European cross: EUR/GBP
EUR/GBP at 0.8631
Relatively calm (+0.01%). This pair is the tape’s anchor today – no flow, no volatility. It’s a reminder that EUR/USD and GBP/USD moves are merely parallel shifts, not relative stories.
- Resistance: 0.8650 – prior session high and a zone of offers.
- Support: 0.8610 – last week’s low; break would signal new bearish momentum.
- Bias: Neutral with a slight bearish tilt (GBP outperformance vs EUR in recent sessions); invalidation above 0.8650.
Cross-market read: correlations & risk appetite
The USD-bloc average (+0.15%) lags the commodity FX average (+0.76%), while yen crosses are flat. This split tells a story of selective risk appetite – commodity producers like Australia and New Zealand benefit from base metals and softs, but CAD is dragged by oil. The yen bloc flatness implies no panic buying or selling; it’s a quiet drift.
Key correlation to watch: EUR/GBP’s stability vs. USD/CAD’s drift higher. If USD/CAD continues to climb while EUR/GBP holds, it reinforces that CAD is the outlier – not a broad USD bid. That keeps the door open for further commodity FX gains, but with CAD as the weak link.
Forex forecast: base / alternate / invalidation scenarios
- Base scenario (60%): USD/CAD grinds toward 1.4050 as oil softens further; EUR/GBP remains range-bound 0.8610–0.8650; AUD/USD tests 0.7100 but fails, consolidating. Yen pairs drift slightly lower but stay above key supports.
- Alternate scenario (25%): A sharp equity selloff drives safe-haven flows into USD/CHF (back to 0.8000) and reverses AUD/NZD gains. EUR/GBP breaks above 0.8650 as EUR outperforms.
- Invalidation scenario (15%): Crude oil reverses higher, dragging USD/CAD below 1.3950 and invalidating the bullish CAD bias. That would also lift AUD/USD above 0.7100 and risk a broader risk-on rally across the bloc.
Session watchlist
- 16:00 GMT – US NY Empire State Manufacturing Index (prior -11.9). A negative print could weigh on USD broadly but is unlikely to break USD/CAD’s oil-driven momentum.
- 18:00 GMT – BoJ’s Noguchi speaks (via Reuters). Any hint on yen weakness tolerance near 160.00 will trigger immediate USD/JPY volatility.

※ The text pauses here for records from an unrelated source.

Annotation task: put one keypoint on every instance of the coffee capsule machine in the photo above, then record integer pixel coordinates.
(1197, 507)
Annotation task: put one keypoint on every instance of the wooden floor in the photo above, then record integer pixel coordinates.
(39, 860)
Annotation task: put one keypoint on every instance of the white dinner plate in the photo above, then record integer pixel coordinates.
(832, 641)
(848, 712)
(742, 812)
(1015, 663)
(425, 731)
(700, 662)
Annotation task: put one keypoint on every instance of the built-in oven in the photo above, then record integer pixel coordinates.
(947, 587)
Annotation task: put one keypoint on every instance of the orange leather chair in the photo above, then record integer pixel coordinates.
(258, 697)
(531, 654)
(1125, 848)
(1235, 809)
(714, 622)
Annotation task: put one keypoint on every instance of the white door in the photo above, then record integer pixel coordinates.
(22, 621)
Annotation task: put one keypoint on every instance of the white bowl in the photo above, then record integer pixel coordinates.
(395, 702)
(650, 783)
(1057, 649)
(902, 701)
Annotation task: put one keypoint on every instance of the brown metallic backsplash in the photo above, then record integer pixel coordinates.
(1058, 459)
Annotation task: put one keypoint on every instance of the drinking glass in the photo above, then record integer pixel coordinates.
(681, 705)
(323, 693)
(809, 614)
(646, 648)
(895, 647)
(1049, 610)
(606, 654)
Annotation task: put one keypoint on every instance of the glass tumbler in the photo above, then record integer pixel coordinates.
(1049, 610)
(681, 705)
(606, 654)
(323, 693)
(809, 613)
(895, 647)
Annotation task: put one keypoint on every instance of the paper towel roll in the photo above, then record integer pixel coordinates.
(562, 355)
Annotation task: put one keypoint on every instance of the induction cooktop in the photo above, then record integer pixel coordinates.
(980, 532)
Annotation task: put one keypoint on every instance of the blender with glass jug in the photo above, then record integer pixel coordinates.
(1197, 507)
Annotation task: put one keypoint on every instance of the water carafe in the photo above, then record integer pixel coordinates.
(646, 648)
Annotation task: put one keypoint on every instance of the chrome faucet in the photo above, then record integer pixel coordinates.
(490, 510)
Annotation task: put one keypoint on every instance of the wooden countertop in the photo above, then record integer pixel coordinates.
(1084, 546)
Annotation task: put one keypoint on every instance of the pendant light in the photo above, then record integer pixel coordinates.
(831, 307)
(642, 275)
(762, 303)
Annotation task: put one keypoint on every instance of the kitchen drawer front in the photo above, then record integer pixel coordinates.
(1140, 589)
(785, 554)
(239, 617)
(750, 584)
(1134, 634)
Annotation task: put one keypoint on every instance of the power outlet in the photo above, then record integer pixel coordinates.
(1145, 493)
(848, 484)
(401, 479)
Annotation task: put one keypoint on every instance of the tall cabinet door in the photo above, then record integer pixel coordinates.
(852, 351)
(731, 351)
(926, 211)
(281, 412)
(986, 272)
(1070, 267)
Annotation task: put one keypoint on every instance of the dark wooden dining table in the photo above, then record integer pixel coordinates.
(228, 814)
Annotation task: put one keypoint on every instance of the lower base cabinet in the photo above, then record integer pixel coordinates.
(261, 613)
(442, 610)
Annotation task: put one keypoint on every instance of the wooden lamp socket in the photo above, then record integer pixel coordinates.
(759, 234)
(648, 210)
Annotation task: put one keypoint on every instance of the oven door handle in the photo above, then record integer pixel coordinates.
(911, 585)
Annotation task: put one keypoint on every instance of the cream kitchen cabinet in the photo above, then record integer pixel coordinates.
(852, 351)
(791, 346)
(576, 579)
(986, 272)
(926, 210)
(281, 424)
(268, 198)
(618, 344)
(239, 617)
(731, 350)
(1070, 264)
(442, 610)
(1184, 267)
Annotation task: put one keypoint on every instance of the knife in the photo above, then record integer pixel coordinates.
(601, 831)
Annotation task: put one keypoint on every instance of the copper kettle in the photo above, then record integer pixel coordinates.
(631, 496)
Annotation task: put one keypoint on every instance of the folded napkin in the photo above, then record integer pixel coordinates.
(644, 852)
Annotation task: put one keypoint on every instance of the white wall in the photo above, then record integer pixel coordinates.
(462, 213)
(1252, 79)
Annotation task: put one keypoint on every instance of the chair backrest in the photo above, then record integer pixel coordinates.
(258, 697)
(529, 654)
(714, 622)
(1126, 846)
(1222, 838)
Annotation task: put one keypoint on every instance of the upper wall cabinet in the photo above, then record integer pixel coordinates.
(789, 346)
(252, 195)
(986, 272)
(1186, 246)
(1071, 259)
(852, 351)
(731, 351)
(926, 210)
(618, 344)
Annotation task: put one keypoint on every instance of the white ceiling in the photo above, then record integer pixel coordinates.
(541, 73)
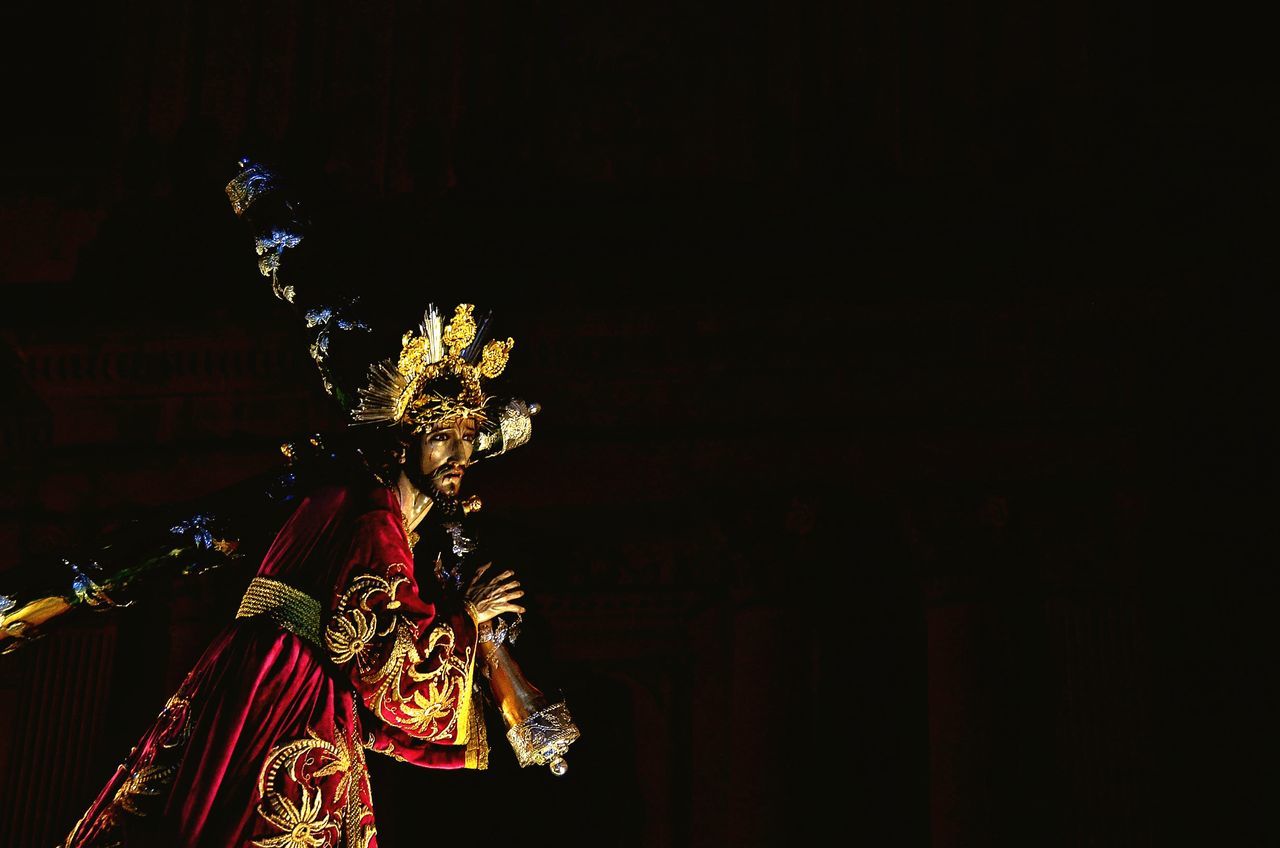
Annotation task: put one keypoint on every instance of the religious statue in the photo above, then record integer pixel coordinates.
(347, 638)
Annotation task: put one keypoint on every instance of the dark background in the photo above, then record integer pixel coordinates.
(905, 465)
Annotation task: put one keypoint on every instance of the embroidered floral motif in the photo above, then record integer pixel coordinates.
(417, 689)
(291, 785)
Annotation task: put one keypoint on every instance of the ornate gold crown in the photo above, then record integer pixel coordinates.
(437, 377)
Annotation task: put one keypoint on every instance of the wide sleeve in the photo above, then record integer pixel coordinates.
(410, 657)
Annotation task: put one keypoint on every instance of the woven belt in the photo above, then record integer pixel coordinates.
(288, 607)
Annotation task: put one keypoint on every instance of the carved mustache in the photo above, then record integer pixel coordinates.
(449, 468)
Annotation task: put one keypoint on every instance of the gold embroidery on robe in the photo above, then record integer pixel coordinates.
(438, 710)
(154, 770)
(291, 798)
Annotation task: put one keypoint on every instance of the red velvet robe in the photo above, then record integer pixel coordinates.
(263, 742)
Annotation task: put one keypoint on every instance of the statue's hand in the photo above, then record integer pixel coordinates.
(494, 596)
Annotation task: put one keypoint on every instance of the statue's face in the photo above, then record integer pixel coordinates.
(442, 456)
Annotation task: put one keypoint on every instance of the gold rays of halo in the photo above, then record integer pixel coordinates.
(411, 387)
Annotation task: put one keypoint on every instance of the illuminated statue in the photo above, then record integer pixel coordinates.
(343, 641)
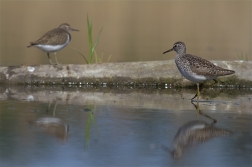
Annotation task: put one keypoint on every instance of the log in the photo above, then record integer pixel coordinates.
(149, 73)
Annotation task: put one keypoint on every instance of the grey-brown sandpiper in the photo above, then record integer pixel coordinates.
(54, 40)
(194, 68)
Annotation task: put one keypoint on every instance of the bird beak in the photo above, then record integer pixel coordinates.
(72, 29)
(168, 51)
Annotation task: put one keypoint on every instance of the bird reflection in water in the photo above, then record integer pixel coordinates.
(194, 132)
(53, 126)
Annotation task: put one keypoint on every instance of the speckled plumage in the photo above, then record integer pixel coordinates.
(54, 40)
(195, 68)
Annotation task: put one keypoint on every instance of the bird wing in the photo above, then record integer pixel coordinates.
(54, 37)
(200, 66)
(205, 67)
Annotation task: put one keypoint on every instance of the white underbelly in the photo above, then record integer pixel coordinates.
(193, 77)
(52, 48)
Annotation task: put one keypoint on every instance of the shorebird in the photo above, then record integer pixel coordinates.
(54, 40)
(194, 68)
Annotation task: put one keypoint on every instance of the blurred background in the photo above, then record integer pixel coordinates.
(132, 30)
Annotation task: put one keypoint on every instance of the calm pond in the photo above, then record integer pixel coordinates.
(87, 126)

- 00:30 GMT (next session) – RBA Meeting Minutes. Hawkish lean would reinforce AUD/USD bid; dovish could cut gains.
No major weekend gap risk; the market is in wait-and-see mode for the Fed decision later this week. FX Pattern continues to emphasize cross stability and selective commodity plays over outright directional bets.